Hajji’s bargaining skills are well known in the bazaar and when I am alone and buying items without his help, merely mentioning his name works wonders. In a stall near the main entrance to the bazaar, close to Zand Avenue, I find an antique Khamseh Confederacy bird-rug, with diagonal rows of birds in a blue field. The young brothers owning this shop exude playful qualities, like amateurs practicing to become cunning dealers. Glances they exchange boil down to an unconcealed desire to get the best of me.

The bird-rug is so old and desirable it is impossible to conceal my interest. However, my ties with Hajji Rahimpour save me. Before asking the price, I mention Hajji, suggesting it could help us if he came, to lend a hand.

“No! Please don’t bring the Hajji.” one of them pleads. “We’ll make you a good price. I swear we will.”

It is tempting, but in the end I bring Hajji Rahimpour into the transaction. The two brothers, and their price, wilt before him.

Occasional, Hajji refuses to let me approach a dealer he views disapprovingly. The offenses landing these men in an “untouchable” category are never clear. Perhaps they cheated him once, or occupy a place among “bad Muslims.” He never helps me bargain with dealers in this class and urges me to avoid them.

One Sunday morning, an ordinary work-day in Iran, Hajji leaves to say his prayers and I seize the opportunity to visit one of these “bad Muslim” gentlemen, whose goods include a pair of warp-face Qashqa’i saddlebags I find attractive. The dealer wants to secure business with me and bargaining proceeds smoothly. I walk away with saddlebags, paying seventy-five tumans – ten dollars – for them.
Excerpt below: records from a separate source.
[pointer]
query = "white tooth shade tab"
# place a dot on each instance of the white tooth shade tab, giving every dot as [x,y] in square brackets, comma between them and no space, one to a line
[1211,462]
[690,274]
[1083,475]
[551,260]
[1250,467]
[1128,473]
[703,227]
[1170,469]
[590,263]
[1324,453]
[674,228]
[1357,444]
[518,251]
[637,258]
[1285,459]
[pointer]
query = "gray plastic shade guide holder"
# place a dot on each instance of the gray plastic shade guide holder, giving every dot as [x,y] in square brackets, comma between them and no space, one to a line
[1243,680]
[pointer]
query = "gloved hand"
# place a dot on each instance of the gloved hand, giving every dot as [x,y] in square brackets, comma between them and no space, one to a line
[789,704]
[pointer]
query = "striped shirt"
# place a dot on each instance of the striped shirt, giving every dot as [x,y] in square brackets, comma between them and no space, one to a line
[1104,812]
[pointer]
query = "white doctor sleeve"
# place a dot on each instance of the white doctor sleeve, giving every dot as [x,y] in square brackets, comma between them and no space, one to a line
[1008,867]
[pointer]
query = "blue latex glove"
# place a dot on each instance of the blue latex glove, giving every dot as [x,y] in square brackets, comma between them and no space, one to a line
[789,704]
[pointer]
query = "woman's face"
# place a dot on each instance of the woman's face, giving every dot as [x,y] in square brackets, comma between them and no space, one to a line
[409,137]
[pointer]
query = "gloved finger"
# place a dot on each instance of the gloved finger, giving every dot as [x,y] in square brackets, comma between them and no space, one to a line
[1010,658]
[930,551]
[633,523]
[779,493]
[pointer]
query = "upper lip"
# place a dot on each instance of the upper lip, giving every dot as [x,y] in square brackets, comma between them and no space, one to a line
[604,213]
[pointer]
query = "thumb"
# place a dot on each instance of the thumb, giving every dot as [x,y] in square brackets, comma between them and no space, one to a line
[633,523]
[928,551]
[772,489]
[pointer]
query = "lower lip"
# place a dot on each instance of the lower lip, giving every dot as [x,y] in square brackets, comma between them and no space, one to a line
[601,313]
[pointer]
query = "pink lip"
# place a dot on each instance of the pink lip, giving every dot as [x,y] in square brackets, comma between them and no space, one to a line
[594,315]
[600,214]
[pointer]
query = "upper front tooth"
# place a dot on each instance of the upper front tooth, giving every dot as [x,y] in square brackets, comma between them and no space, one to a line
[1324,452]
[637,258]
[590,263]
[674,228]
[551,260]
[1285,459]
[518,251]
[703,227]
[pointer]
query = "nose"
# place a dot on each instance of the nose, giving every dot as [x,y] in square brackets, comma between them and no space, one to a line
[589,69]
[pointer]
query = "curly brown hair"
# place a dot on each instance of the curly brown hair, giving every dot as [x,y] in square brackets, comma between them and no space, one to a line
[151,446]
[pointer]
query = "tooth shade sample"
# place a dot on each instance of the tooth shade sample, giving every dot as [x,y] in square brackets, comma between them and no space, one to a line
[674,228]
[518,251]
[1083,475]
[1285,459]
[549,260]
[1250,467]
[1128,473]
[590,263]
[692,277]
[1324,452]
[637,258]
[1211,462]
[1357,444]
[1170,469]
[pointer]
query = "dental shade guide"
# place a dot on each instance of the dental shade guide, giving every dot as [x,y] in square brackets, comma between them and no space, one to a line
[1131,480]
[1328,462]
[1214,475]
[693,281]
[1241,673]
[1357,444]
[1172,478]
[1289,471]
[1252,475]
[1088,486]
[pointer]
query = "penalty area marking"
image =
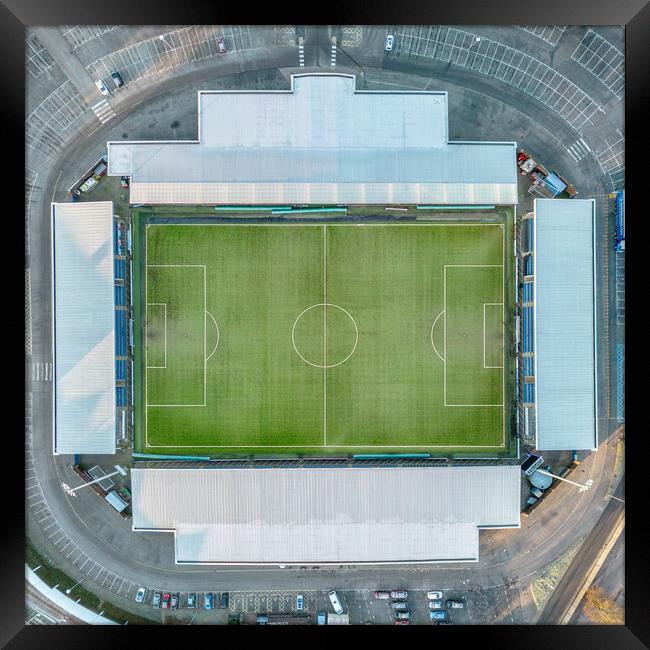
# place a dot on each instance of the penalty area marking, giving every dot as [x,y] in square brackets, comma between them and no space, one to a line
[444,291]
[324,365]
[433,345]
[485,304]
[216,345]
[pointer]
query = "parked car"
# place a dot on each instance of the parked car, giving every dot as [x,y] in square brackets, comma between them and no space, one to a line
[101,86]
[117,79]
[336,604]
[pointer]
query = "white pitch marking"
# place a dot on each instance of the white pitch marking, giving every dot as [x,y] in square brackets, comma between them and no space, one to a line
[445,321]
[432,328]
[218,334]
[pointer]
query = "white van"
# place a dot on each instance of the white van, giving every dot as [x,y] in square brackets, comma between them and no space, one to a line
[334,599]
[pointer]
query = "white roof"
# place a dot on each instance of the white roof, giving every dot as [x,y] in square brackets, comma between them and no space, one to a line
[330,515]
[320,142]
[565,334]
[84,328]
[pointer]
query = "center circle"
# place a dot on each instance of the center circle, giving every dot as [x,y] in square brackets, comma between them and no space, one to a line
[325,335]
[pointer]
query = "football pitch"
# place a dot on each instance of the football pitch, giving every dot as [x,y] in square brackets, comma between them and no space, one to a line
[323,338]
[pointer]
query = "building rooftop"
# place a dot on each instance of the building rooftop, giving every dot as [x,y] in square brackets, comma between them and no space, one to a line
[565,334]
[84,328]
[330,515]
[322,142]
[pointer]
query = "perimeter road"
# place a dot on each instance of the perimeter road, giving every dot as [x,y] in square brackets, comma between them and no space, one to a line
[579,575]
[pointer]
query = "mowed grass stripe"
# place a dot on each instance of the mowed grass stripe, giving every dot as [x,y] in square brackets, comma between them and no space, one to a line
[387,395]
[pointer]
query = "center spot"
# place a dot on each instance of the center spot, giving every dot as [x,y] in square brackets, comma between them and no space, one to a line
[325,335]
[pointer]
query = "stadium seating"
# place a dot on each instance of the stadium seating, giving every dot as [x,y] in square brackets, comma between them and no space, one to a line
[528,338]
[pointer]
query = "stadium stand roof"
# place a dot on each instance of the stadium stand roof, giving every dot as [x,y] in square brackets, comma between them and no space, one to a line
[321,142]
[565,329]
[328,515]
[84,328]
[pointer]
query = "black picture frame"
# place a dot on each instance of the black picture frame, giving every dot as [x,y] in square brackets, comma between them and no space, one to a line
[634,14]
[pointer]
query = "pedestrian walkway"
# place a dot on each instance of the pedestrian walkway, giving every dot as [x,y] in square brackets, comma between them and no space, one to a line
[65,603]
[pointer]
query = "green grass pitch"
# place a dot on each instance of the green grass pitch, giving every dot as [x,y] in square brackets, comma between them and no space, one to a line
[323,338]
Back at Hajji’s stall, I place my acquisition on top of other goods at the back of his stall, feeling nervous about Hajji’s reaction.
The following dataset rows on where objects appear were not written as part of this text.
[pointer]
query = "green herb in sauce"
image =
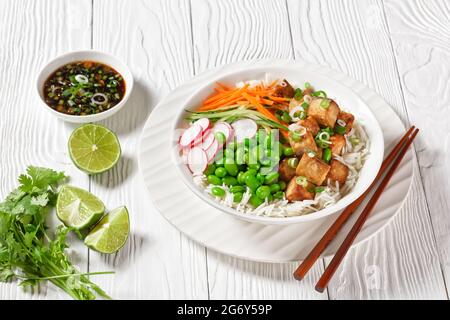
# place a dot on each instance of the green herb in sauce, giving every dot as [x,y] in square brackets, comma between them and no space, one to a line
[84,88]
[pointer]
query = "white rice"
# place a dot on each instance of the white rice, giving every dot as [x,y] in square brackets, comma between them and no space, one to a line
[353,156]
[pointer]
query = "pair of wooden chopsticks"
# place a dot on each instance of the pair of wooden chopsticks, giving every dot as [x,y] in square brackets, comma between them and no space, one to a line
[394,158]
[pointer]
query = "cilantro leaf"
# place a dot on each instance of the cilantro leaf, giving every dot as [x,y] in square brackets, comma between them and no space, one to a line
[26,246]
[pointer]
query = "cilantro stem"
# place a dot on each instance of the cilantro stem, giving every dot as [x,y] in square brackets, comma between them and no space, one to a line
[67,275]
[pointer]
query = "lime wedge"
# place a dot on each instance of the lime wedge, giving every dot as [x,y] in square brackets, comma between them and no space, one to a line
[111,233]
[94,148]
[78,208]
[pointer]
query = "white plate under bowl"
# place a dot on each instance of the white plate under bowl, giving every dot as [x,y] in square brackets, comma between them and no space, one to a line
[253,241]
[345,97]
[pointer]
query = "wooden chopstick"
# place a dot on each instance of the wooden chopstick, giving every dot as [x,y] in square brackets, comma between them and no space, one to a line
[315,253]
[346,244]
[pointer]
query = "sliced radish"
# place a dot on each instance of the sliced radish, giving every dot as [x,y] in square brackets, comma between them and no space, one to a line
[197,160]
[225,128]
[204,123]
[207,141]
[211,152]
[244,128]
[190,135]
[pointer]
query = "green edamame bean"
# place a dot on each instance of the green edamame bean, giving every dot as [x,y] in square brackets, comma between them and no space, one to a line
[271,177]
[275,188]
[260,177]
[229,155]
[265,161]
[235,189]
[229,181]
[220,137]
[263,192]
[210,169]
[221,172]
[231,168]
[240,155]
[288,151]
[255,166]
[215,180]
[253,156]
[255,201]
[252,182]
[237,197]
[218,191]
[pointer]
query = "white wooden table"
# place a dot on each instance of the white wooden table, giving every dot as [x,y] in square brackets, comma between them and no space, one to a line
[399,48]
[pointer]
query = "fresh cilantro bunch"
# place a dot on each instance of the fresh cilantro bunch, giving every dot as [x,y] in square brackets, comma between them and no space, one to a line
[27,251]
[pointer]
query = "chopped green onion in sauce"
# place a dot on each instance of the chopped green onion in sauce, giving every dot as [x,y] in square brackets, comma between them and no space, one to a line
[84,88]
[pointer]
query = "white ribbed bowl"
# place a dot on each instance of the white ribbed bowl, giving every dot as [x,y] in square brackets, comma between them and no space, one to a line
[344,96]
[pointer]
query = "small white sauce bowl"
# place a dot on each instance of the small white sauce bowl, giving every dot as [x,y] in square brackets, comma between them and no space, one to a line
[87,55]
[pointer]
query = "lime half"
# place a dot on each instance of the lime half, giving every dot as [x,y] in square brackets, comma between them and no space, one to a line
[111,233]
[94,148]
[78,208]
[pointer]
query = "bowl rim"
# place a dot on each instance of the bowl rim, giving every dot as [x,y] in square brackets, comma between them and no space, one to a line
[47,69]
[340,204]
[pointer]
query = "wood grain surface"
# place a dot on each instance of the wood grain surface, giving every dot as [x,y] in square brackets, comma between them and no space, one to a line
[401,49]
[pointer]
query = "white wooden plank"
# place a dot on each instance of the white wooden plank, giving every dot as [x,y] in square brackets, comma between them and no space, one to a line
[402,260]
[33,32]
[420,32]
[226,32]
[153,38]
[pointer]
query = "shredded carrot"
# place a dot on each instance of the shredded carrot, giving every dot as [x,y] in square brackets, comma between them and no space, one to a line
[278,99]
[256,96]
[223,86]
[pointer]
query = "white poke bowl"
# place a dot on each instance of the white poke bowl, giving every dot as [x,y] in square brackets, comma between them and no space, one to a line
[90,55]
[344,96]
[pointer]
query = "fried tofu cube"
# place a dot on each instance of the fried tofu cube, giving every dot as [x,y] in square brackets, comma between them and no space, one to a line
[338,172]
[337,144]
[305,144]
[308,91]
[319,153]
[313,169]
[286,171]
[296,192]
[284,89]
[325,116]
[310,124]
[348,118]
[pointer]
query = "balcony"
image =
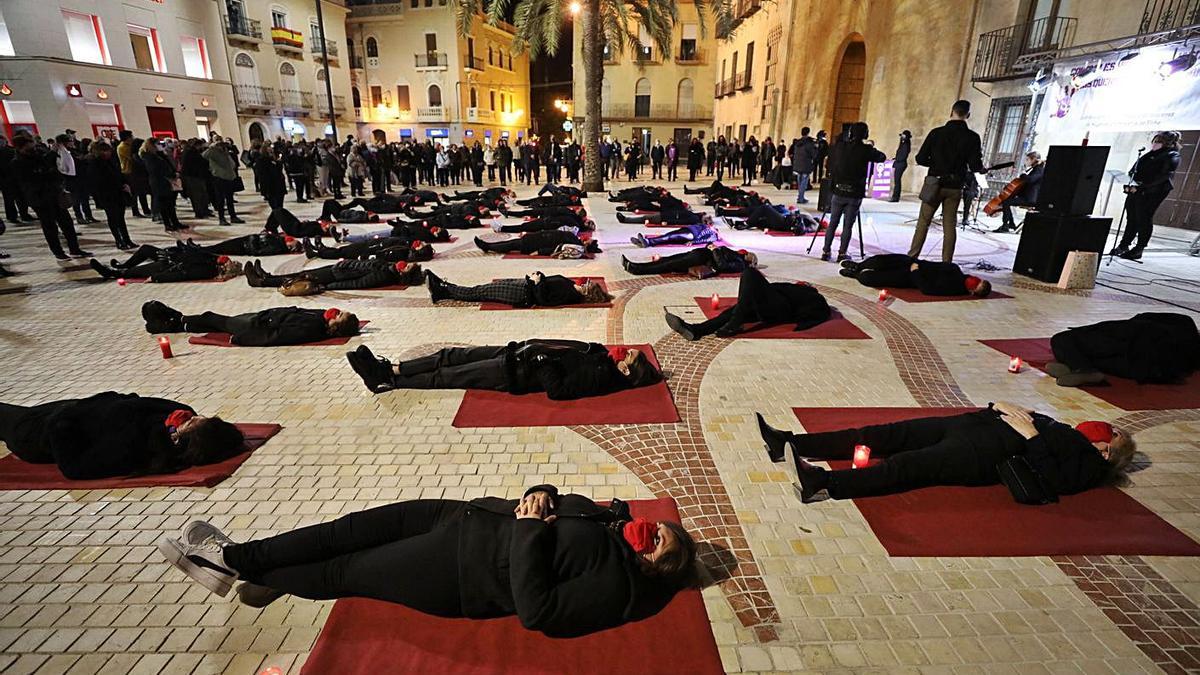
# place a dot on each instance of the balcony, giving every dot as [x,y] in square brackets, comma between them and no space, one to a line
[330,49]
[431,60]
[295,101]
[1006,53]
[436,113]
[287,40]
[243,30]
[251,97]
[690,57]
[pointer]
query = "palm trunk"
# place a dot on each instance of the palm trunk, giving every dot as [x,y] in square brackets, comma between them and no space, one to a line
[593,73]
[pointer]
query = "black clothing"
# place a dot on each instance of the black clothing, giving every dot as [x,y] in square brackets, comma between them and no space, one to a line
[267,328]
[961,449]
[1151,347]
[102,436]
[952,151]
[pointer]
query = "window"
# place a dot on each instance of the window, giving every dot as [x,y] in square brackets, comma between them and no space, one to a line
[147,49]
[87,39]
[196,57]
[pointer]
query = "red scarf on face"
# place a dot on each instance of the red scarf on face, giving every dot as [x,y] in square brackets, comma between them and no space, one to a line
[177,419]
[640,533]
[1096,431]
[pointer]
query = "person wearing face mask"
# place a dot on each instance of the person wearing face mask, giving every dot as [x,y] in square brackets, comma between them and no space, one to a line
[563,369]
[1151,183]
[964,449]
[111,435]
[571,566]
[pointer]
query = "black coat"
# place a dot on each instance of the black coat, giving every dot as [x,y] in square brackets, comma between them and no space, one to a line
[102,436]
[571,577]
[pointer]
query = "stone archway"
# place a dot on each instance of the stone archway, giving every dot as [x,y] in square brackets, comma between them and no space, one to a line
[847,97]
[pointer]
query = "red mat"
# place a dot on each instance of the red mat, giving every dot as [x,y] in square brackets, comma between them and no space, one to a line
[600,280]
[916,296]
[17,475]
[1125,394]
[222,340]
[643,405]
[837,328]
[364,637]
[985,521]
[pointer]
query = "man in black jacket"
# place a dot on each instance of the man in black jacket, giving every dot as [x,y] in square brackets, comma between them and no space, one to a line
[849,165]
[535,290]
[112,435]
[964,449]
[268,328]
[898,270]
[563,369]
[952,153]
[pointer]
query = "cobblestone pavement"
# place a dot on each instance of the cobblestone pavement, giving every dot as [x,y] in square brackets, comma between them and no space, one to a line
[82,589]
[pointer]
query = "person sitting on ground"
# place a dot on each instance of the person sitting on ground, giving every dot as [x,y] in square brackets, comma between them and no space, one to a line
[546,243]
[1149,348]
[390,249]
[702,262]
[964,449]
[261,245]
[535,290]
[570,567]
[762,302]
[112,435]
[343,275]
[171,264]
[297,228]
[268,328]
[563,369]
[898,270]
[705,232]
Returning from the mosque, Hajji notices the piece but initially says nothing. After ten minutes, gesturing toward the saddle bags, he asks, “Chan?”

I tell him “haftdad-o-panj tuman” – “seventy-five tumans.”

The price is good, surely. Can there be any doubt?

Hajji repeats the price. Looking me firmly in the eye, he calls for Kashef to translate and helps that he does so. He speaks four or five earnest sentences.

“The Hajji says, ‘You know how hard he works every day to get to the real price for you. Why do you spoil the market this way? All of the dealers talk. The tourist price for this piece

doesn’t matter. You should not pay a tuman more than shashtdad-o-panj – sixty-five tumans for it.’”

I had overpaid by ten tumans. A bit over one dollar.

Hajji lever let me deal with an emaciated opium-addicted man, slumped in his stall near Hajji’s space. Hajji once said of him, “He ate so many snakes he became a viper. Do not buy from him. You cannot make good money from a bad transaction.”

The site of Hajji Rahimpour’s shop remains where it has always been, and will be, for decades—perhaps centuries—to come. When I last visited Shiraz in 2005, several years after Hajji’s death, I was stunned to find a vendor of cell phones operating there. But I recalled a statement of Hajji’s: “Death is the camel that comes to every door. All we see here will change, and then change again.”

During my years with Hajji, I recorded proverbs he expressed. The first group he attributed to the Prophet Muhammad:

No judge must decide between two persons while he is angry.

He is not strong who throws people down; he is strong who overcomes his own anger.

Goodness is a thing from which your heart finds firmness and rest, and badness is that which throws your heart into doubt, although men may acquit you and even admire you.

Hell is veiled in delights and Heaven in hardships and miseries.

The following are Persian folk sayings Hajji quoted, or perhaps made up.

Patience is bitter, but its fruit is sweet.

Brothers are brothers and a goat costs one hundred tumans. (Said when references to “relationship” were crowding out business principles.)

A stone thrown at the right time is better than gold given at the wrong time.

Patience may be bitter, but its fruit is sweet.

What is brought by the wind will be carried by the wind.

Even loss can be a profit, if our minds are clear.

Do you love roses? Then you must also love thorns.

This is the bread that I baked with my own hands. (Said of costly errors.)


A statement Hajji Rahimpour repeated many times summed up his understanding: “What we identify with, we are. Everyone drinks the water of his own heart.”